Isaac, rappelé à la fois à l'idée favorite de ses richesses et à celle de son affection de père, pâlit, balbutia et ne put s'empêcher d'avouer qu'il pourrait bien lui rester encore quelque petite chose. «Eh bien! allons, dit le proscrit, il t'en restera ce qui pourra; mais nous ne compterons pas trop rigoureusement avec toi. Sans argent, tu ne dois pas plus t'attendre à retirer ta fille des mains de sir Brian de Bois-Guilbert qu'à abattre un cerf avec une flèche émoussée. Nous fixerons le prix de ta rançon au prix de celle du prieur Aymer, et même à cent couronnes au dessous, lesquelles cent couronnes seront une perte que je supporterai personnellement; par ce moyen nous éviterons le reproche d'avoir rançonné un négociant juif au même taux qu'un prélat chrétien, et il te restera quatre cents couronnes avec lesquelles tu pourras traiter de la rançon de ta fille. Les templiers aiment l'éclat des pièces d'or autant que celui des plus beaux yeux. Hâte-toi de faire entendre le son de tes couronnes aux oreilles de Bois-Guilbert avant que pis ne t'arrive. Tu le trouveras, suivant le rapport de nos vedettes, à la préceptorerie voisine. Camarades, approuvez-vous ce que je viens de dire?»

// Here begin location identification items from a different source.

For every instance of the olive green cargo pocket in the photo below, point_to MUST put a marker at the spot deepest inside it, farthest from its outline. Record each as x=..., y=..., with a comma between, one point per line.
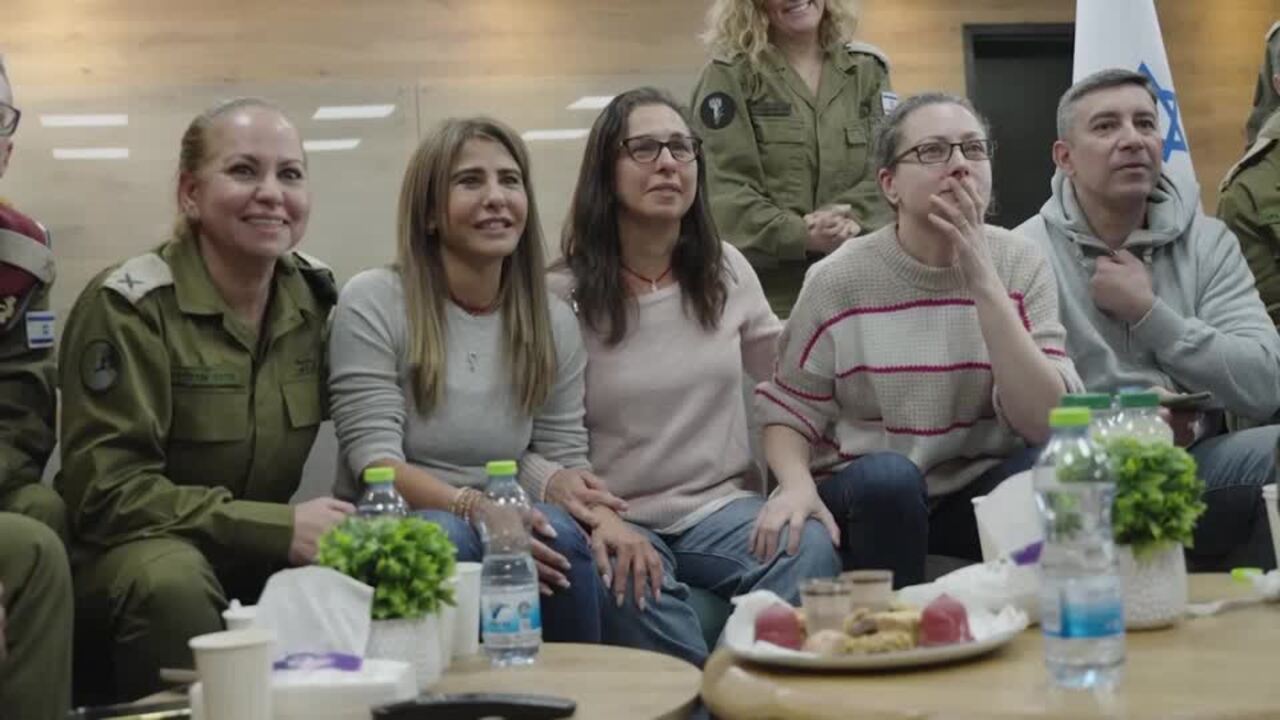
x=784, y=147
x=304, y=402
x=856, y=154
x=209, y=417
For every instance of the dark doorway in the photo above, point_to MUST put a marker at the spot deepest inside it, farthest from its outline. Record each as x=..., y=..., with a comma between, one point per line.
x=1015, y=74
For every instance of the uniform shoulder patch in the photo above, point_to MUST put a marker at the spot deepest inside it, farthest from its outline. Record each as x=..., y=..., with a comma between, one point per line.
x=138, y=276
x=100, y=367
x=717, y=110
x=868, y=49
x=319, y=277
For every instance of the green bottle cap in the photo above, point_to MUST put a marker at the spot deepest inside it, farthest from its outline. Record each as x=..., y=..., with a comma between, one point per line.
x=1139, y=400
x=1069, y=417
x=496, y=468
x=1091, y=400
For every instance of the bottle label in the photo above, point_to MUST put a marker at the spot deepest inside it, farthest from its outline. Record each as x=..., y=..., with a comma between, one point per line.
x=1079, y=614
x=511, y=613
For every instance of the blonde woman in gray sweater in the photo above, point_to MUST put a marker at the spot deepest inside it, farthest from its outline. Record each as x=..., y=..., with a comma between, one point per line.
x=457, y=355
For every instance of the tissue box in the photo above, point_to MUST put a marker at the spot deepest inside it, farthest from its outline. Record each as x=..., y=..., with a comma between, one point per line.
x=330, y=695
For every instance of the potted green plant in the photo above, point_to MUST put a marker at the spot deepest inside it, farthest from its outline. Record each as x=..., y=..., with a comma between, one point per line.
x=410, y=564
x=1153, y=518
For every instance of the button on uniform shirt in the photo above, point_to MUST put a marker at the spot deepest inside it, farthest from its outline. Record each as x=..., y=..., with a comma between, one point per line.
x=177, y=419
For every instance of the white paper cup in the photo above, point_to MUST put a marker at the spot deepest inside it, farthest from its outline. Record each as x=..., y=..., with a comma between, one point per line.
x=984, y=540
x=1269, y=497
x=234, y=669
x=240, y=616
x=466, y=620
x=448, y=619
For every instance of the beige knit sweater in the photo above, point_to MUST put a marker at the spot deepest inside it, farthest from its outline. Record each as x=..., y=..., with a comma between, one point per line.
x=885, y=354
x=664, y=408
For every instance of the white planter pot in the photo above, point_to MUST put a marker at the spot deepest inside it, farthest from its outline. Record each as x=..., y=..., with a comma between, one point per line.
x=1155, y=587
x=416, y=642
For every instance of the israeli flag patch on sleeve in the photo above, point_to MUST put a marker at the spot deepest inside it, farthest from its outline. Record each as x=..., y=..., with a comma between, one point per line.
x=40, y=329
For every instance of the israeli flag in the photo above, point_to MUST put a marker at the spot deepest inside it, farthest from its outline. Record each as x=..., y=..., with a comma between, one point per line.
x=1125, y=33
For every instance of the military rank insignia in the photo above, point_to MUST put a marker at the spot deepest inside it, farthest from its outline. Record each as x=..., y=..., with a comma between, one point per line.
x=717, y=110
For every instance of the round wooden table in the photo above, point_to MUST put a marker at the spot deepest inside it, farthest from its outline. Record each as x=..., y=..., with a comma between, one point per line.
x=1223, y=666
x=606, y=682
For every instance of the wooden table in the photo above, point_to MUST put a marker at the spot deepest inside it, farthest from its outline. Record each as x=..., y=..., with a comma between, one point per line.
x=606, y=682
x=1224, y=666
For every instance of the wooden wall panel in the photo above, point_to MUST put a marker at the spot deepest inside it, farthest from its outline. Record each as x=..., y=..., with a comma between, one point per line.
x=1214, y=46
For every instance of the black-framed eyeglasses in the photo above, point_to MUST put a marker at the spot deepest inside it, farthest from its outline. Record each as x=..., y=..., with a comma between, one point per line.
x=935, y=151
x=9, y=117
x=644, y=149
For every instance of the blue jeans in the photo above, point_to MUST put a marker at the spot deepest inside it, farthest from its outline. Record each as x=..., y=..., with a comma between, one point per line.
x=1234, y=532
x=568, y=615
x=882, y=507
x=713, y=555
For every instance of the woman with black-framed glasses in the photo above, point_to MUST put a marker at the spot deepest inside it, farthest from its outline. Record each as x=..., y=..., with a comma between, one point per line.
x=919, y=365
x=671, y=318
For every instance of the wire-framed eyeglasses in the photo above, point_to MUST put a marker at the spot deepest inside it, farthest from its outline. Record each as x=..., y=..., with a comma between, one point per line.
x=9, y=117
x=935, y=151
x=644, y=149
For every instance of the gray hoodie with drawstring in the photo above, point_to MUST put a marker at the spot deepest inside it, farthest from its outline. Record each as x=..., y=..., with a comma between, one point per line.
x=1207, y=331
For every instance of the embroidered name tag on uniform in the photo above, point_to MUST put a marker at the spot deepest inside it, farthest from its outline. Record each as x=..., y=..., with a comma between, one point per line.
x=206, y=377
x=40, y=329
x=769, y=109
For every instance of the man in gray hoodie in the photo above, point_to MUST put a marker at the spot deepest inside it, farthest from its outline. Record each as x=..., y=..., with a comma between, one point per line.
x=1155, y=294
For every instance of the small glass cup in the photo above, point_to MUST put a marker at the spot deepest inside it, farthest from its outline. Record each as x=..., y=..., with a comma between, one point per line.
x=826, y=604
x=872, y=589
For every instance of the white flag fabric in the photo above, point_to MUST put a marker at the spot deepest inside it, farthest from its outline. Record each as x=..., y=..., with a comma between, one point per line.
x=1125, y=33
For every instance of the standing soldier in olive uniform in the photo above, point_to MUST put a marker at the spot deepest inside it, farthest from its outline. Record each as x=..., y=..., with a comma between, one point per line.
x=785, y=110
x=36, y=606
x=193, y=379
x=1249, y=200
x=1266, y=95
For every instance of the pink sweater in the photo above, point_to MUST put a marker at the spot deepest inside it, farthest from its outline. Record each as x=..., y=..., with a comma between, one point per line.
x=885, y=352
x=664, y=408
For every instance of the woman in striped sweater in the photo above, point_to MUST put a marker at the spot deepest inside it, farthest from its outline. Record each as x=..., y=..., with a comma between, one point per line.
x=919, y=364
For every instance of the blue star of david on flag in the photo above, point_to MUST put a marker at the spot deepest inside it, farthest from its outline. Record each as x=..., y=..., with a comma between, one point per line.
x=1174, y=139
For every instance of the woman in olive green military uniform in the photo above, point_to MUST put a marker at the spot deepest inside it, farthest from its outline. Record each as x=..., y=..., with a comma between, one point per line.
x=785, y=110
x=193, y=382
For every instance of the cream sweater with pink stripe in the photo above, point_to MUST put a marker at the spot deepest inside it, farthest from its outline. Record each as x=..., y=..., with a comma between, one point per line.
x=885, y=354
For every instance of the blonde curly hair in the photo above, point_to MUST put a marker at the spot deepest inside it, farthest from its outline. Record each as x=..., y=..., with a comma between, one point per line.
x=740, y=27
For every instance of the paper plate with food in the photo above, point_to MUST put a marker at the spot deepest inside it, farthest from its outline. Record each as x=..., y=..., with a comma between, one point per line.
x=766, y=629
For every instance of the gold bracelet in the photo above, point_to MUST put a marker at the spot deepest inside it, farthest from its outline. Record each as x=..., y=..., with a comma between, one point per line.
x=465, y=502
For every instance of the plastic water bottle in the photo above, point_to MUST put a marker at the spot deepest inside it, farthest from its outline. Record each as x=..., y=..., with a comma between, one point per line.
x=1101, y=409
x=1082, y=606
x=1139, y=418
x=380, y=497
x=511, y=618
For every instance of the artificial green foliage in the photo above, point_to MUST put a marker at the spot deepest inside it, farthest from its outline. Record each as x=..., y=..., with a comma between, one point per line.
x=1157, y=493
x=406, y=560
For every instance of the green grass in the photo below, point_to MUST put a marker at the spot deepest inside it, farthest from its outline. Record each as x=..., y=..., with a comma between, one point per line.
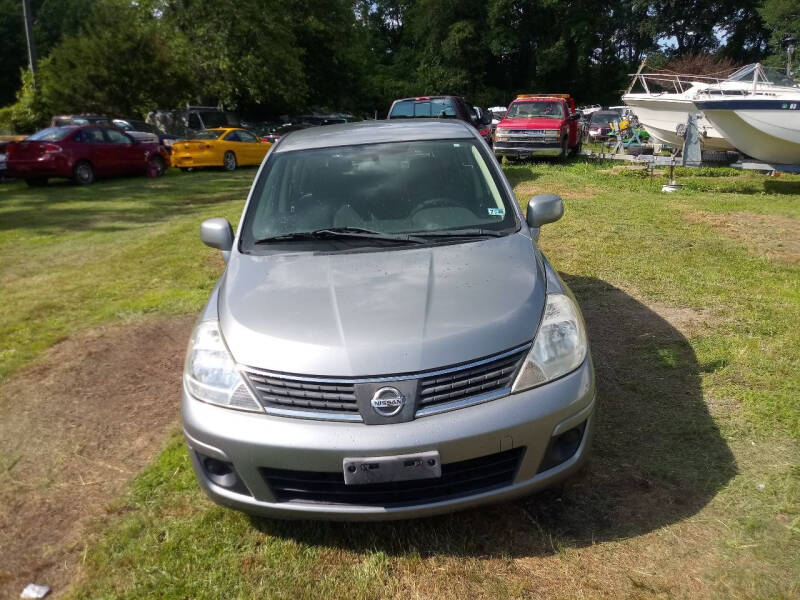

Tous les proscrits exprimèrent leur entier acquiescement à la décision de leur chef, et Isaac, allégé d'une moitié du poids de ses appréhensions par l'assurance qu'il venait de recevoir que sa fille vivait, et par la possibilité de la racheter, se jeta aux pieds du généreux proscrit, et frottant sa barbe contre ses brodequins, chercha à baiser le bord de son justaucorps vert. Le capitaine recula de quelques pas, et se débarrassa des mains du juif, non pas sans donner quelques signes de mépris.
«Que fais-tu donc? lui dit-il; relève-toi: je suis Anglais, et n'aime point ces marques orientales d'humiliation. Agenouille-toi devant Dieu, et non devant un pauvre pécheur comme moi.» – «Oui, juif, dit le prieur Aymer, agenouille-toi devant Dieu, représenté par le serviteur de ces autels, et qui sait ce que ton repentir sincère et les dons que tu feras à la châsse de saint Robert, peuvent te procurer de grâce et pour toi et pour ta fille Rébecca? Je suis vraiment peiné lorsque je pense à cette fille; car elle est jolie; elle a une tournure gracieuse; je l'ai vue à la passe d'armes d'Ashby. Je te dirai aussi que Brian de Bois-Guilbert est un homme sur qui j'ai quelque influence; songe aux moyens de mériter que je m'intéresse en ta faveur auprès de lui.»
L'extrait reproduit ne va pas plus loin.